To keep it concrete: I want a cat segmenter. I want a cat segmenter, running on a Vision Shield, that I can use attached to a little robot mouse as it scurries around my apartment. This means I want to collect data from all the different locations and conditions that such a device is likely to experience in my apartment. I need to record:

  • Diverse footage of the cats, at different distances and angles and locations throughout the house. But also diverse footage without cats, if I want to keep my false positive rate low.
  • On my hardware. Compared to modern webcams and phone cameras, the Vision Shield camera’s 384x384 grayscale sensor is very simple. A neural network trained on consumer digital video may fail to properly transfer to the Vision Shield camera. There are likely some tricks one could use to leverage existing datasets, but capturing data from the actual hardware we’re going to use is important.
  • From close to ground level, from a perspective similar to that of the Arduino car I might eventually mount the camera on. Matching the exact height and orientation shouldn’t matter, and in fact getting a bit of variety will probably help robustness. For the sake of getting off the ground, I recorded my footage just holding the Arduino attached to a laptop running OpenMV.
  • Under many lighting conditions. Lighting has a huge role in introducing visual variability into natural environments, and simpler cameras like the Vision Shield’s don’t handle high dynamic ranges as well as consumer digital cameras. Including that variability (and its impact on the camera sensor) in the training data is the simplest way to start dealing with it.

To record video with OpenMV, I followed the final steps described in the previous post, running helloworld_1.py and using OpenMV’s built-in Record feature to save MP4s as I moved about the apartment with my camera and laptop.
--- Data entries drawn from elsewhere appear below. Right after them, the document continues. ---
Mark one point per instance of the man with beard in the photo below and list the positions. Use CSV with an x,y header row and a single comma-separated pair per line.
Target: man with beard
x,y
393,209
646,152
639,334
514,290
I did this 5 times to get 5 source videos for making clips.

Given the 5 recorded videos, I created clips of ~10s length using an ffmpeg one-liner. From a terminal open in the same directory where I saved a given video, I ran:

mkdir clips && ffmpeg -i <video name> -c copy -map 0 -segment_time 00:00:10 -f segment -reset_timestamps 1 clips/%03d.mp4

This creates a clips/ subdirectory with the desired clips.

We’ll select a subset of the clips to start labeling with MiVOS.

Video Labeling

The goal of our data labeling is to create annotations like this:

Manually tracing Daisy’s outline in each of 385 frames would be infeasible, but tools exist to help with this task, sometimes called video object segmentation in the literature. I have chosen MiVOS because of its accessible UI and decent performance.